Deputado Jorge Solla diz que dinheiro atribuído a Geddel Vieira Lima, encontrado em malas e caixas, era para financiar campanha de ACM Neto

Polícia Federal apreende malas e caixas com dinheiro. Recurso financeiro estava oculto em imóvel localizado no Bairro da Graça, em Salvador. A PF supõe que os recursos são provenientes dos R$ 20 milhões desviados pelo ex-ministro Geddel Vieira Lima, no âmbito do Caso Lava Jato.
Polícia Federal apreende malas e caixas com dinheiro. Recurso financeiro estava oculto em imóvel localizado no Bairro da Graça, em Salvador. A PF supõe que os recursos são provenientes dos R$ 20 milhões desviados pelo ex-ministro Geddel Vieira Lima, no âmbito do Caso Lava Jato.

Em pronunciamento na Câmara de Deputados nesta terça-feira (05/09/2017), o deputado federal Jorge Solla (PT-BA) criticou a conivência do prefeito ACM Neto (DEM) com o seu aliado Geddel Vieira Lima (PMDB), que teve malas e caixas de dinheiro apreendidas pela Polícia Federal (PF) nesta manhã.

“Quem sabe quanto desse dinheiro não era para fazer campanha ano que vem pra tentar fazer ACM Neto governador? Mas o dinheiro sumiu ACM Neto, sumiu Geddel, não vai ter financiamento empresarial para vocês ano que vem, vai ter é cadeia. Espero que, pela primeira vez, a justiça seja feita”, disse Solla.

O deputado destacou, em seu discurso, que mesmo com as graves provas contra Geddel, ACM Neto não só mantém a aliança política, como premiará o aliado com a Prefeitura de Salvador em 2018, quando provavelmente sairá candidato a governador do Estado e deixará o vice, Bruno Reis (PMDB), comandado a capital baiana por dois anos.

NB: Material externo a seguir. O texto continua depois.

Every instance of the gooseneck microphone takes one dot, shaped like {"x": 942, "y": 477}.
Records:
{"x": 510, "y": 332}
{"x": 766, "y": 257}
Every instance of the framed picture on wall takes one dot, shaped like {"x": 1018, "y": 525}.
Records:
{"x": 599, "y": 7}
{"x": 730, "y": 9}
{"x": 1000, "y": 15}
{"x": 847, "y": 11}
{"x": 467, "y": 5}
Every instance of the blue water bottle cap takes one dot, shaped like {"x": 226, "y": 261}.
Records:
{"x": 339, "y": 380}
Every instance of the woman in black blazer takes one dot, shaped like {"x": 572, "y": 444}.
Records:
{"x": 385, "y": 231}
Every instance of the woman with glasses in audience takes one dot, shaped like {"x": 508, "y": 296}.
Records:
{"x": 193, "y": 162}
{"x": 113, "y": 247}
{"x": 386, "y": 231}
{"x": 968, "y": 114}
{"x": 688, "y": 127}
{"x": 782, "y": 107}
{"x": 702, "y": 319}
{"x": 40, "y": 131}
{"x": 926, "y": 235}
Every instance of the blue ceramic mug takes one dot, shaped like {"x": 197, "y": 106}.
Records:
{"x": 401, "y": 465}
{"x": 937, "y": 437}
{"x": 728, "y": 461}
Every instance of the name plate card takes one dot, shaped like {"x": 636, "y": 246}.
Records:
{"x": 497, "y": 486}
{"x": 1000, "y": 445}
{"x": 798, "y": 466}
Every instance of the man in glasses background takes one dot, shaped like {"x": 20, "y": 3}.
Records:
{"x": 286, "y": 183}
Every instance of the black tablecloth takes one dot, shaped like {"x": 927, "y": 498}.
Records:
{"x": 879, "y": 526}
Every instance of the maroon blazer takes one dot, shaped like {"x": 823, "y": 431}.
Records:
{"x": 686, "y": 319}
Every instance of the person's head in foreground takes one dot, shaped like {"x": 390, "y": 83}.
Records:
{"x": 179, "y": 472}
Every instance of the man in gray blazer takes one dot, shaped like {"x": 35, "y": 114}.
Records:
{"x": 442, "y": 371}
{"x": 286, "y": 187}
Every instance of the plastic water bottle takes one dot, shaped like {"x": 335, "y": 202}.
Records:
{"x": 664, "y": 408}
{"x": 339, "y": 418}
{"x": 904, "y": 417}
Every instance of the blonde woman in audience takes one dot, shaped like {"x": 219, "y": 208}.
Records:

“O prefeitinho de Salvador, o vice dele é de Geddel. Ele quer sair candidato a governador e largar a prefeitura conduzida por um comparsa de Geddel. Grampinho está cada dia mais envolvido com este governo corrupto e seus aliados completamente escancarados na corrupção. As malas de dinheiro de Geddel fazem parte do esquema que tirou uma presidente honesta e colocou esse presidente corrupto”, completou.

Em caça ao ‘Tesouro Perdido’ do Caso Lava Jato, Polícia Federal encontra dinheiro em malas e caixas 

A Polícia Federal (PF) deflagrou nesta terça-feira (05/09/2017) a Operação Tesouro Perdido, 3ª fase da Operação Cuí Bono?, referente a investigação federal do Caso Lava Jato. A ação objetivou cumprir mandado de busca e apreensão emitido pela 10ª Vara Federal de Brasília.

Após investigações decorrentes de dados coletados nas últimas fases da Operação Cui Bono, a PF chegou a um endereço em Salvador, que seria, supostamente, utilizado pela ex-ministro Geddel Vieira Lima (PMDB), como “bunker” para armazenagem de dinheiro em espécie.